Last week I took part in a kiosk that is selling my children's book, The Kiss, in a shopping center near where I live. Every time, I'm excited all over again to meet face to face with the buyers, the readers, and the ones who recognize me and have come to give their support along with those who are exposed to the book, and to me, for the first time.
In the 27 years that I've been alive (and in the 23 that I remember), I've stumbled upon thousands of different reactions to a first encounter with me. From my wheelchair, I've seen men who cried, women who screamed, children who laughed, religious people who ran, elders who came to give a loving hand and hundreds of people who put the words "cute" and "poor thing" in the same sentence. Oh, there was once, special and rare, when someone approached me in the middle of the street with no hint of what was to come, and simply asked -- "Excuse me, where is the nearest bus station?"
It's ok. All of these reactions are totally natural for a first encounter with a figure that is in a physical state we have never seen before, one who does not appear with the perfect and beautiful models in the media. I was never hurt or insulted, but it upsets me to learn that this is the reality. And last week, at that same stand, I got another reminder of the sterility people are trying to live in.
Among the thousands of passers-by of the stand, was a mother with her two children trailing behind. While the mother moved forward with her eldest daughter, the little boy stopped right in front of me, stood there, and smiled. Then, he pointed his little finger right at me and called aloud, "Mom! Look! What happened to him?!" The mother, in surprising hysteria, ran back, taking the pointed hand of her cute son, dragging him and the hand away, while giving him a fiery deafening speech: "What have I told you?! Behave! It is not allowed to point or to go near!" The curious smile of the boy turned now into a face frightened by monsters in the middle of the night.
And so, in a moment of wanting to keep to the politically correct rules, the mother enforced, in my eyes, a line of separation that I have spent my life trying to erase. The natural curiosity of the boy, who had stumbled upon something he had never seen before, was now covered by panic. That panic will make him think twice the next time he wishes to approach something unfamiliar to him. He, indeed, didn't get a simple answer as to what happened to me, but what happened to him while trying to figure it out, he'll probably remember pretty well.

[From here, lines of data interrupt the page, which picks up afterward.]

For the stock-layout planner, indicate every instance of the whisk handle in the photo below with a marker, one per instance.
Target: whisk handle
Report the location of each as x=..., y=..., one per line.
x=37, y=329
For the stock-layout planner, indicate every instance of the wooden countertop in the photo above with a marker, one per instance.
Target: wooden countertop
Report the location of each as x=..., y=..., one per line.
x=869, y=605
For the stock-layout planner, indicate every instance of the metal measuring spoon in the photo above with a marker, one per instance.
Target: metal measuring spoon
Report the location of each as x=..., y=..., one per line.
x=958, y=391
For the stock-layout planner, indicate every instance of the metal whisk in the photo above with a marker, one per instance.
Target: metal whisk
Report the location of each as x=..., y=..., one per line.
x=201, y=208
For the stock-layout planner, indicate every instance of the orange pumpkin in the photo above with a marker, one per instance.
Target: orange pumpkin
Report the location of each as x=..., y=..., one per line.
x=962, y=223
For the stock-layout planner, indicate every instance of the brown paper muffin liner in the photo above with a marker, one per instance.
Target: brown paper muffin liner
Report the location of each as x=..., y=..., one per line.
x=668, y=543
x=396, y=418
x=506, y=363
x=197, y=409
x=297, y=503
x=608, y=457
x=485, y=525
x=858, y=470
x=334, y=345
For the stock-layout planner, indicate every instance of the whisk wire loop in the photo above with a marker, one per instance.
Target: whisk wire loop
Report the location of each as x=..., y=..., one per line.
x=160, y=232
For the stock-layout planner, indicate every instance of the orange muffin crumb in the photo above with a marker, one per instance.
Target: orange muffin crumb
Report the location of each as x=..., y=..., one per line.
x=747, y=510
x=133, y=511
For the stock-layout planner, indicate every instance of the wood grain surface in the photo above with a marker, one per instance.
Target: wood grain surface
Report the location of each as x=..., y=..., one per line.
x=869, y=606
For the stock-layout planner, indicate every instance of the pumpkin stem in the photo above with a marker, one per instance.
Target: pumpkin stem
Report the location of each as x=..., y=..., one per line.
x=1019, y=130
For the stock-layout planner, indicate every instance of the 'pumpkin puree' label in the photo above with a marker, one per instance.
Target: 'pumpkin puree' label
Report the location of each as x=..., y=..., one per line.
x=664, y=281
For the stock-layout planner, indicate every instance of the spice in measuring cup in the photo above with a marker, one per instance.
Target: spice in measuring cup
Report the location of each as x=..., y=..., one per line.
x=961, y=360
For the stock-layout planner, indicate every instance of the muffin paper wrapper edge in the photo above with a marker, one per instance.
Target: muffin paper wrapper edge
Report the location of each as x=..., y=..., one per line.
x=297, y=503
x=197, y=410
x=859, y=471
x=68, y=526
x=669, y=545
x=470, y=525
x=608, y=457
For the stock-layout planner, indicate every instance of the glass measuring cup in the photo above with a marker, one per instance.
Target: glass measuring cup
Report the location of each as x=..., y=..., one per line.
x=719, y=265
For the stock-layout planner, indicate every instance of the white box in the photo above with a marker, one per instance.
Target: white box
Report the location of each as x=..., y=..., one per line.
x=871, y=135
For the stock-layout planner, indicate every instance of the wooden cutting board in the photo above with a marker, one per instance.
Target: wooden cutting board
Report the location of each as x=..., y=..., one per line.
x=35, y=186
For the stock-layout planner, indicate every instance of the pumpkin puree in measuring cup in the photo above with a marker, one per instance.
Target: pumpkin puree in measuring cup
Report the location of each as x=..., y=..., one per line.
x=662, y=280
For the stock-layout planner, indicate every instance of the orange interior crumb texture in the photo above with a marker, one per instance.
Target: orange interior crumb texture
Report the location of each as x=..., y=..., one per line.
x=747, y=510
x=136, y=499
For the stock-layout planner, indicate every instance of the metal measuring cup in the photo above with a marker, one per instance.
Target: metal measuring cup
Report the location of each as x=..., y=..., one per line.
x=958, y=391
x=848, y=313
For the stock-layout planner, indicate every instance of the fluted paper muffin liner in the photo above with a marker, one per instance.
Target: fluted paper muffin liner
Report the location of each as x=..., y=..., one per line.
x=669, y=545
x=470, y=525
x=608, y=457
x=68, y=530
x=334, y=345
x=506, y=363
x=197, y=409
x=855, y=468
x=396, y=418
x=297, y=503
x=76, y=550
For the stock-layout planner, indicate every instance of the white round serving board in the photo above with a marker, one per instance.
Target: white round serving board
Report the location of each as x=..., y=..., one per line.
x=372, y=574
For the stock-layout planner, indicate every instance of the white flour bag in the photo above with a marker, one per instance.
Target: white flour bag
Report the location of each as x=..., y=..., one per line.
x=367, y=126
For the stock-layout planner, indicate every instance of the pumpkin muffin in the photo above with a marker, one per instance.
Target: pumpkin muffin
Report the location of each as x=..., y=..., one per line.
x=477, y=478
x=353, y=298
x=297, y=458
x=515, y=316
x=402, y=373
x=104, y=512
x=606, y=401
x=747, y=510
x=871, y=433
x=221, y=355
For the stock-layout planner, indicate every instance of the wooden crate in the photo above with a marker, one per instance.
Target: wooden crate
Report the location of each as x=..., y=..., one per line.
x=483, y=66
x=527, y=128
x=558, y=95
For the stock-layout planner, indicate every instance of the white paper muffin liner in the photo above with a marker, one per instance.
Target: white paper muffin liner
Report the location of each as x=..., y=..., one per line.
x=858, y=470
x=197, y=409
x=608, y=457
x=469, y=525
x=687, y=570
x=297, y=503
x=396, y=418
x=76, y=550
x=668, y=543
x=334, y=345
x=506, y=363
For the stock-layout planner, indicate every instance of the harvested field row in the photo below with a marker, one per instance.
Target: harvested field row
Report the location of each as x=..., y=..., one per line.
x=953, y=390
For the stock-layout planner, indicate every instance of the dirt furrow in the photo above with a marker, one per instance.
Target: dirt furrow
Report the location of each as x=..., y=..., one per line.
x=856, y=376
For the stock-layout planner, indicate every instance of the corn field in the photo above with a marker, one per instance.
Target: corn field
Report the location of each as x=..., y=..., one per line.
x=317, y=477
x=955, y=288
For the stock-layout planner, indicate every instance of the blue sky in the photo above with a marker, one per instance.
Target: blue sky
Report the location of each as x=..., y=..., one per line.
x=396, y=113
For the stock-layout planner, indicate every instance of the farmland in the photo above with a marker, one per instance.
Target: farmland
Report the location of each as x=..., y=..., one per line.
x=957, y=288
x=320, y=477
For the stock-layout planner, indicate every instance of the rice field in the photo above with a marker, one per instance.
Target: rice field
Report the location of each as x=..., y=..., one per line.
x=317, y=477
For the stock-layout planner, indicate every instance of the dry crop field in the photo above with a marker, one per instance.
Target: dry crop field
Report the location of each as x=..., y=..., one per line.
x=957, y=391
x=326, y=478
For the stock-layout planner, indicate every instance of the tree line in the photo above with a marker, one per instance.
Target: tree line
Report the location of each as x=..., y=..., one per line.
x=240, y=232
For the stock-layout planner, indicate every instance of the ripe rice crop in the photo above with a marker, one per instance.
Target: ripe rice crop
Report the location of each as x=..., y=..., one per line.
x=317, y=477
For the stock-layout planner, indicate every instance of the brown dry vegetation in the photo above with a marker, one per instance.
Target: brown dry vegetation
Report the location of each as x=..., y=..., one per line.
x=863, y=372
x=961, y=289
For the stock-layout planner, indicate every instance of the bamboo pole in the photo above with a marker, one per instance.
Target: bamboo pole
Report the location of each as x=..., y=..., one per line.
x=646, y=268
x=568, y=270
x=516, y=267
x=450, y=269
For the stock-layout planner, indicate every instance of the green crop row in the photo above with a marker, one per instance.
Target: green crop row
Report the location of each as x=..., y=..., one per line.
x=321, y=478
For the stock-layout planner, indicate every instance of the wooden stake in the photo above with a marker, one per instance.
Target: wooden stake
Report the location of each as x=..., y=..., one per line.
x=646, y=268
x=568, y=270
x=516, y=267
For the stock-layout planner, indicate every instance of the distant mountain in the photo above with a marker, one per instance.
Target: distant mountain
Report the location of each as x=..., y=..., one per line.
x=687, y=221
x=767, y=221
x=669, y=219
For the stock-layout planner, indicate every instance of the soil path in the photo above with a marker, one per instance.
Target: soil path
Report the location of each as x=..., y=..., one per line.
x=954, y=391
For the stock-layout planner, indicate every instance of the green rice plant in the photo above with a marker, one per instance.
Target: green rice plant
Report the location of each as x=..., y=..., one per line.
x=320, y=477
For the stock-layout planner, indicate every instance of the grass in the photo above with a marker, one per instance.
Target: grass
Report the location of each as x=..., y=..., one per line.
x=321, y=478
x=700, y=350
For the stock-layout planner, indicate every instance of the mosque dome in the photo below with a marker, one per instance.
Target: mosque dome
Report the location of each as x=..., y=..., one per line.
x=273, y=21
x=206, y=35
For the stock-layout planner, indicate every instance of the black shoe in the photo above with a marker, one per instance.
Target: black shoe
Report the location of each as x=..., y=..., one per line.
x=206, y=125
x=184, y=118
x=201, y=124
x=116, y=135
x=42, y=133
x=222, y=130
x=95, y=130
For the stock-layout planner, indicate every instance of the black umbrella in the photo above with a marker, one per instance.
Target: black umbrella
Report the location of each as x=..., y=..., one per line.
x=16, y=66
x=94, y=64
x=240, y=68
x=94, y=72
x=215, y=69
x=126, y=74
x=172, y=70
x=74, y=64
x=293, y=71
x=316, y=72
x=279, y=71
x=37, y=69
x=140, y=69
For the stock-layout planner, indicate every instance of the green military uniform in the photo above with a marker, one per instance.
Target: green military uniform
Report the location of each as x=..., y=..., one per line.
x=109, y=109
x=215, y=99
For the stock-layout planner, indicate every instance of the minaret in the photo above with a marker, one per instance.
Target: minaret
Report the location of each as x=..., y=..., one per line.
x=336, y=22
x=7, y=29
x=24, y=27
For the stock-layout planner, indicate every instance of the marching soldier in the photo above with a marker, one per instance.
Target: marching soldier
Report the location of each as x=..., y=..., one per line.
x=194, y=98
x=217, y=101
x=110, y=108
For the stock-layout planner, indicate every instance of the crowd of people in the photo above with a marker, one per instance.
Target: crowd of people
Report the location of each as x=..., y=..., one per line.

We all, naturally and overwhelmingly, develop prejudice, fears and reluctances of the unknown. And so, this same reluctance might make it so we miss people along the way. People who could have integrated into our lives in a very meaningful way as friends, partners, workers, or even as a lovemate. Every day, I'm required to defuse the first impression my appearance brings with it, and prove I'm much more than just a pretty face. My words here, and the rest of my blabber around the net, by the way, are part of the plot.
Maybe that is why I was sorry for that incident at the shopping center. While actually trying to give a lesson in manners and politeness, that panicked mother made her son miss out, but mostly she herself missed out on a much more important lesson -- a lesson in vanishing monsters.